For the first time, researchers at Caltech have figured out how to record videos of light moving in three dimensions.
It shouldn’t come as a surprise that a camera will need to have some beefy specs to pull that off. In fact, the one developed by Caltech professor Lihong Wang is capable of shooting videos at up to 100 billion frames per second. To put that into perspective, your average smartphone is limited to just 60.
Wang’s newest camera called, which has the wordy moniker “single-shot stereo-polarimetric compressed ultrafast photography” (SP-CUP), builds on previous iterations that were capable of shooting at even faster rates, some of them capable of shooting up to 70 trillion frames per second.
But what the new Caltech camera brings to the table is its ability to perceive the world more like humans can. The human eye’s depth perception relies on there being two of them — and the new rig can pull off the same stereoscopic trick.
“The camera is stereo now,” Wang said in a statement. “We have one lens, but it functions as two halves that provide two views with an offset.

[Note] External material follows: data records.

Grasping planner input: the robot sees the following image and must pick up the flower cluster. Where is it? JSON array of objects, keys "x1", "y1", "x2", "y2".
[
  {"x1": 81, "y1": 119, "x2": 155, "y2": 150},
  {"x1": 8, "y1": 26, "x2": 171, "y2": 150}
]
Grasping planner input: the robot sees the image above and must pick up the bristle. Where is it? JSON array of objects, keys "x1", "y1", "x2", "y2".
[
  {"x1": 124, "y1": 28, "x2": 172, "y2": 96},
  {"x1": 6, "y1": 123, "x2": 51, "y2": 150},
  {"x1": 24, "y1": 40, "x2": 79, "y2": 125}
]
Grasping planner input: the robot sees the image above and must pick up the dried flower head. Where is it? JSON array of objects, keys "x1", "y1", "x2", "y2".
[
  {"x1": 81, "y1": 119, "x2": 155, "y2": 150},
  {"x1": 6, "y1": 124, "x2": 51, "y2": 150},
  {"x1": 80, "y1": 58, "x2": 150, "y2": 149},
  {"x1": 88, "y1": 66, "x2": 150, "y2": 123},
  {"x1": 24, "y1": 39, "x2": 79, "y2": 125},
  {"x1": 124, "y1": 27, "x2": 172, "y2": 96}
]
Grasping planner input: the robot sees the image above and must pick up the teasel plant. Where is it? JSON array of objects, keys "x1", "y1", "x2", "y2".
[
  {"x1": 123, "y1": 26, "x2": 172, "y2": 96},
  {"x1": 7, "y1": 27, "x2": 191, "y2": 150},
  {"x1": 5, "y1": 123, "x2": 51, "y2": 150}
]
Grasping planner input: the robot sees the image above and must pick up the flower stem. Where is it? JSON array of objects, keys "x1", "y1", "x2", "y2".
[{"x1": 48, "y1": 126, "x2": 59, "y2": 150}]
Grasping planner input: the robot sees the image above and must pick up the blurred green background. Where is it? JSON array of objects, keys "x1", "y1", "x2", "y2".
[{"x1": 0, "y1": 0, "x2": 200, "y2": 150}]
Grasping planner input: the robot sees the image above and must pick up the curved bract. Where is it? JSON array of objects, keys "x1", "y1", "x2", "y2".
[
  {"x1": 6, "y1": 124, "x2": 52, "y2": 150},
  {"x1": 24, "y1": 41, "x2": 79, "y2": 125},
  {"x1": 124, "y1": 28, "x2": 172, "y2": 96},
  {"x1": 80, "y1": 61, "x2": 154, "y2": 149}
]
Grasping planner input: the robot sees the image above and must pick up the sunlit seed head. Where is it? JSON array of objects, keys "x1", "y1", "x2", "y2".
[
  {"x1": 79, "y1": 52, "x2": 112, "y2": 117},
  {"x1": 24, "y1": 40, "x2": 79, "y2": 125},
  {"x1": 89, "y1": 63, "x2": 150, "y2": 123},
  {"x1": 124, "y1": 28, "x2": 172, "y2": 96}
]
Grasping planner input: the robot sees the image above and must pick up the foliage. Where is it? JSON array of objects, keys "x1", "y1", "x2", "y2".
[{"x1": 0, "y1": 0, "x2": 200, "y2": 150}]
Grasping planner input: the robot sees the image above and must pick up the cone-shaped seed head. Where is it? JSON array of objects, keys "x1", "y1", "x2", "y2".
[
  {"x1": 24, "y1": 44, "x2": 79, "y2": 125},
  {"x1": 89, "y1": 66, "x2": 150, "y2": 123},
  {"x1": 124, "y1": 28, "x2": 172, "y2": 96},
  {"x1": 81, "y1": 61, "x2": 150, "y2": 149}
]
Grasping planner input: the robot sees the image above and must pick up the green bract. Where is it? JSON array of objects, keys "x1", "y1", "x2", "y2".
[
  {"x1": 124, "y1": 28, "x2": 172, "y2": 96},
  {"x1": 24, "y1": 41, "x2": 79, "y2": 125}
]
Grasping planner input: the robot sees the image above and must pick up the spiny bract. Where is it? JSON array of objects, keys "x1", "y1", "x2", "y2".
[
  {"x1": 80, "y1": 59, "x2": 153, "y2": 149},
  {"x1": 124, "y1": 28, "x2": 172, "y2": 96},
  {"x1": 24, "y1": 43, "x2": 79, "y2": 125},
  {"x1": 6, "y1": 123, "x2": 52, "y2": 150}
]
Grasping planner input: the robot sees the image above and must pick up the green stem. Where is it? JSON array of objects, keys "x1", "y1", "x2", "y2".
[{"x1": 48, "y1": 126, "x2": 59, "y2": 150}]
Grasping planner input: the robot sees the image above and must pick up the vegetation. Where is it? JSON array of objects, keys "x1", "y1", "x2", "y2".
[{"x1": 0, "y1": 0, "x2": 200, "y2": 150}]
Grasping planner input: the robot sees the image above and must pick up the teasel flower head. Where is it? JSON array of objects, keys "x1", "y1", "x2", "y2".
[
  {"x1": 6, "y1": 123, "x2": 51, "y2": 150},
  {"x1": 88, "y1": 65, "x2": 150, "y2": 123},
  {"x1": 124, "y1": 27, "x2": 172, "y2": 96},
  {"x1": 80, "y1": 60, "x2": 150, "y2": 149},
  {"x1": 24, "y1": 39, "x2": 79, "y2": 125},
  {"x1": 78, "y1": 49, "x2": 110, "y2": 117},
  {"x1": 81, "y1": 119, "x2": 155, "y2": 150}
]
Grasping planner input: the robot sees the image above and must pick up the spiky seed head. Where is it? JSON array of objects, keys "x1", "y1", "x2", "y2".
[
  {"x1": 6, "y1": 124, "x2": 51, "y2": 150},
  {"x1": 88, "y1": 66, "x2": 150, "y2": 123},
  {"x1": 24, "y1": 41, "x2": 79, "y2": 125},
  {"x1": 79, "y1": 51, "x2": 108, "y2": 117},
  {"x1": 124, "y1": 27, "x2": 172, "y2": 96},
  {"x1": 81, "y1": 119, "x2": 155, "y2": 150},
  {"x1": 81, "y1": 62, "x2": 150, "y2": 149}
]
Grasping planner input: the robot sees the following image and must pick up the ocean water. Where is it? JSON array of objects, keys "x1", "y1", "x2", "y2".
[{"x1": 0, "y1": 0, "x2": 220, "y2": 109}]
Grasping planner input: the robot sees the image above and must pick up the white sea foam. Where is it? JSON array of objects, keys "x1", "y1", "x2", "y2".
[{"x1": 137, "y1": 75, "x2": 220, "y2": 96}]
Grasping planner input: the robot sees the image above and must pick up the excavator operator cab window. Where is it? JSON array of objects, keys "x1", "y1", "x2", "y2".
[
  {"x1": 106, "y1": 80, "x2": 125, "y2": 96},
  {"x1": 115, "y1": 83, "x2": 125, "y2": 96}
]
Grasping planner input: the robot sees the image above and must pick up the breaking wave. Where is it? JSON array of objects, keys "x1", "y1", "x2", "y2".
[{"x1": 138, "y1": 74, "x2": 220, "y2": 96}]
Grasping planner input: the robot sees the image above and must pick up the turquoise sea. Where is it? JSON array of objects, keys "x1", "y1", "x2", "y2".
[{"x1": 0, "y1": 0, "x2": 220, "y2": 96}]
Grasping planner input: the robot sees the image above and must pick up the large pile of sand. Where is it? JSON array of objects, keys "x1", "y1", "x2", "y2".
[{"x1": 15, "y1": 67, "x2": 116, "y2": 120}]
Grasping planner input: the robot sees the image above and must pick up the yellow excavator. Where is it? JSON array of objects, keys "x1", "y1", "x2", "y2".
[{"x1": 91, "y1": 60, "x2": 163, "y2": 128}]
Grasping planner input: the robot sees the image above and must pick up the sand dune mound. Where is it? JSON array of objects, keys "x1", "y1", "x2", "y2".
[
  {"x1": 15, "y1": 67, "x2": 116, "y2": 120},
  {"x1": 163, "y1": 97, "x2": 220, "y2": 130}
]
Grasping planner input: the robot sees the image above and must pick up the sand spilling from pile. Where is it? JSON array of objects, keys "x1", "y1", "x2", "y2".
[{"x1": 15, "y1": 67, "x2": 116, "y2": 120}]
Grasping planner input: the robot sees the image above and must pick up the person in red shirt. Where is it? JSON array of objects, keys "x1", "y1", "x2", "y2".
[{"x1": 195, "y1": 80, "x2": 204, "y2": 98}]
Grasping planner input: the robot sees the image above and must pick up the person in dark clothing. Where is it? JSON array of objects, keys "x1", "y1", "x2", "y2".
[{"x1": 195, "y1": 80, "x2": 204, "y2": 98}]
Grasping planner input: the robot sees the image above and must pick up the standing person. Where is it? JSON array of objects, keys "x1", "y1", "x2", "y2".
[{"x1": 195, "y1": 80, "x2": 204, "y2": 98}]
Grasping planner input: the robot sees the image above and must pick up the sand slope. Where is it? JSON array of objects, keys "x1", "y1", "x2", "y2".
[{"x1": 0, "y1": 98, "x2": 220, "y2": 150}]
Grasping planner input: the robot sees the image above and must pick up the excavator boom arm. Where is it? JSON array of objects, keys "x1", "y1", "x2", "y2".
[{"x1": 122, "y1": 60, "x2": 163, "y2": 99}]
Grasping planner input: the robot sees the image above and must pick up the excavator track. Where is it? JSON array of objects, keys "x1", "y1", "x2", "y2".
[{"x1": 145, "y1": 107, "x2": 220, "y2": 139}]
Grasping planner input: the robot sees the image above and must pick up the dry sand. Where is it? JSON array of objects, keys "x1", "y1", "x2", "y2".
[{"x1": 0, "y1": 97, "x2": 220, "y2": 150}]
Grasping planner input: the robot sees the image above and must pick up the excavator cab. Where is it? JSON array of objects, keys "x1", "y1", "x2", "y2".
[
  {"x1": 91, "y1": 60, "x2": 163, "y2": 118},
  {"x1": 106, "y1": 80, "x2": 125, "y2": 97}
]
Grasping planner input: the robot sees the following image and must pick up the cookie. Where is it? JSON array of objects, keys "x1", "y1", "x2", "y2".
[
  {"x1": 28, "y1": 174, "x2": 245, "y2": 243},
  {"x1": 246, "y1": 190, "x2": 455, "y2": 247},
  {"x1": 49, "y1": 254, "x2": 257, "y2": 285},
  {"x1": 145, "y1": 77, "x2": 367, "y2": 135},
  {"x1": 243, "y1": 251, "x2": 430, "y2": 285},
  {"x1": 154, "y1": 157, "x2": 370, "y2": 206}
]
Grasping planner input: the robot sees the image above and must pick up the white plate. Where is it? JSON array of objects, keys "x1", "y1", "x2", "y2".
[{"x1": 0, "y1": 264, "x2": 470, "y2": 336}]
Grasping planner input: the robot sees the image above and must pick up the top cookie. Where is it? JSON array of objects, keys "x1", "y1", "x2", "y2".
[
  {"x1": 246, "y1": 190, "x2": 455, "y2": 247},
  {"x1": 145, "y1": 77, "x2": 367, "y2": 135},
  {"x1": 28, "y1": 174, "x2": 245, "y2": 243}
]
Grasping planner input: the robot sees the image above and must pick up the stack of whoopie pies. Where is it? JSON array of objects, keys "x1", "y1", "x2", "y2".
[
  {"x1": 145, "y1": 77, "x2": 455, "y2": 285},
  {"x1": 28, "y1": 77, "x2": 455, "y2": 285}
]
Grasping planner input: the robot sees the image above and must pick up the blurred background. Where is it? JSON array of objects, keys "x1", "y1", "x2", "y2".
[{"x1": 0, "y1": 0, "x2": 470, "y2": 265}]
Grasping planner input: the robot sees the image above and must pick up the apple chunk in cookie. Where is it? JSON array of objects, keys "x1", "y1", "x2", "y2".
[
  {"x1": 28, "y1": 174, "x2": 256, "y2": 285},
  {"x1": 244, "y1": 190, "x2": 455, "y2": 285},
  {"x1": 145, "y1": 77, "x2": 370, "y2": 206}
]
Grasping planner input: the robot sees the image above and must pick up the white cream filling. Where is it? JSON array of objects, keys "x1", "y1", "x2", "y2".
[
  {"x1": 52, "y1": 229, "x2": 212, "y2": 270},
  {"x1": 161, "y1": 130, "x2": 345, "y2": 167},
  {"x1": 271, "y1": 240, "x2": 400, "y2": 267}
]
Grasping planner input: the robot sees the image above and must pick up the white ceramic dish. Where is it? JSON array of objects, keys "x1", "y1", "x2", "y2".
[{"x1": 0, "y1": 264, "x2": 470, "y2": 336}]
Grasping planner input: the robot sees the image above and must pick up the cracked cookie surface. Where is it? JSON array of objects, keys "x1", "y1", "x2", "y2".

Two channels mimic our eyes.”
Thanks to its added ability to tell the polarization of light, Wang is hoping it could illuminate what he calls one of the “greatest mysteries in physics”: how sound waves create tiny bubbles inside liquids, releasing light when they burst — a process known as sonoluminescence.
“The process that makes this happen is very mysterious because it all happens so fast, and we’re wondering if our camera can help us figure it out.”